The secrets argument contains encryption policy and secrets: this should be passed to the superclass constructor as is; it is retrieved and used to set the encryption policy on the newly created filesystem.

Tip: Use AbstractS3ATokenIdentifier.createDefaultOriginMessage() to create an initial message for the origin of the token —this is useful for diagnostics.

Token Renewal

There’s no support in the design for token renewal; it would be very complex to make it pluggable, and as all the bundled mechanisms don’t support renewal, untestable and unjustifiable.

Any token binding which wants to add renewal support will have to implement it directly.

Testing

Use the tests org.apache.hadoop.fs.s3a.auth.delegation as examples. You’ll have to copy and paste some of the test base classes over; hadoop-common’s test JAR is published to Maven Central, but not the S3A one (a fear of leaking AWS credentials).

Unit Test TestS3ADelegationTokenSupport

This tests marshalling and unmarshalling of tokens identifiers.

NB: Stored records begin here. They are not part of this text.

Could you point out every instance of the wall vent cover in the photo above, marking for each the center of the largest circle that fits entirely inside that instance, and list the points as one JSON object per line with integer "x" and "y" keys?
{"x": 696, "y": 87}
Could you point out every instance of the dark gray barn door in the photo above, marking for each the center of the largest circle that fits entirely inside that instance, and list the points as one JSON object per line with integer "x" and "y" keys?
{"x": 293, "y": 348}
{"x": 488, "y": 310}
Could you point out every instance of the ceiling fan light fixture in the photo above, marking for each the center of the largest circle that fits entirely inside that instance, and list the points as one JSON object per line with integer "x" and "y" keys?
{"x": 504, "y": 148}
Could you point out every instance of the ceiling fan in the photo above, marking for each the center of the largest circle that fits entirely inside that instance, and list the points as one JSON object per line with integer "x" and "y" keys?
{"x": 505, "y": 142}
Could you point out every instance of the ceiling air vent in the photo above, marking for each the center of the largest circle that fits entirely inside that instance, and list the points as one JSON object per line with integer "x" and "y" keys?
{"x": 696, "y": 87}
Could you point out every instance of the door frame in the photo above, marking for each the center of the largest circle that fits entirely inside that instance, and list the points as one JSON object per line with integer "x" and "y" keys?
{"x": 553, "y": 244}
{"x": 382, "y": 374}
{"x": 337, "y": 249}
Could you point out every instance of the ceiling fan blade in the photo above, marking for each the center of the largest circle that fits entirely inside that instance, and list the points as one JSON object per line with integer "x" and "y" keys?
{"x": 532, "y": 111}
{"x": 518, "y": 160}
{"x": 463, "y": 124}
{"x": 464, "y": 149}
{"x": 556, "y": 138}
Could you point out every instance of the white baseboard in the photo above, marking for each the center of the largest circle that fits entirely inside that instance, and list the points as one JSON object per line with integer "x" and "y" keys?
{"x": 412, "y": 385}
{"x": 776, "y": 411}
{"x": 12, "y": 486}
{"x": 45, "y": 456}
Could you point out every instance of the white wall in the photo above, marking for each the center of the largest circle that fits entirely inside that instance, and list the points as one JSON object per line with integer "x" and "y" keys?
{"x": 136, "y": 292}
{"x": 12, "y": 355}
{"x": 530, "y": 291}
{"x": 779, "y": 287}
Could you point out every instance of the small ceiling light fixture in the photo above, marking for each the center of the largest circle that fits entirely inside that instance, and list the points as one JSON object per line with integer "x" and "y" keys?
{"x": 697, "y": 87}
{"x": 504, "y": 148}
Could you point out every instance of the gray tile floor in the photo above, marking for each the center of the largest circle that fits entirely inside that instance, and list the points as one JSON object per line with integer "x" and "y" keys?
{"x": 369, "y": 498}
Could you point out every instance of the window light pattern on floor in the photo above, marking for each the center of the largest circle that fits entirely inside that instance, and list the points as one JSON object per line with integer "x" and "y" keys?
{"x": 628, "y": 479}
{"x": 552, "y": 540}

Test that every field is preserved.

Integration Test ITestSessionDelegationTokens

Tests the lifecycle of session tokens.

Integration Test ITestSessionDelegationInFileystem.

This collects DTs from one filesystem, and uses that to create a new FS instance and then perform filesystem operations. A miniKDC is instantiated

  • Take care to remove all login secrets from the environment, so as to make sure that the second instance is picking up the DT information.
  • UserGroupInformation.reset() can be used to reset user secrets after every test case (e.g. teardown), so that issued DTs from one test case do not contaminate the next.
  • its subclass, ITestRoleDelegationInFileystem adds a check that the current credentials in the DT cannot be used to access data on other buckets —that is, the active session really is restricted to the target bucket.

Integration Test ITestDelegatedMRJob

It’s not easy to bring up a YARN cluster with a secure HDFS and miniKDC controller in test cases —this test, the closest there is to an end-to-end test, uses mocking to mock the RPC calls to the YARN AM, and then verifies that the tokens have been collected in the job context,

Load Test ILoadTestSessionCredentials

This attempts to collect many, many delegation tokens simultaneously and sees what happens.

Worth doing if you have a new authentication service provider, or implementing custom DT support. Consider also something for going from DT to AWS credentials if this is also implemented by your own service. This is left as an exercise for the developer.

Tip: don’t go overboard here, especially against AWS itself.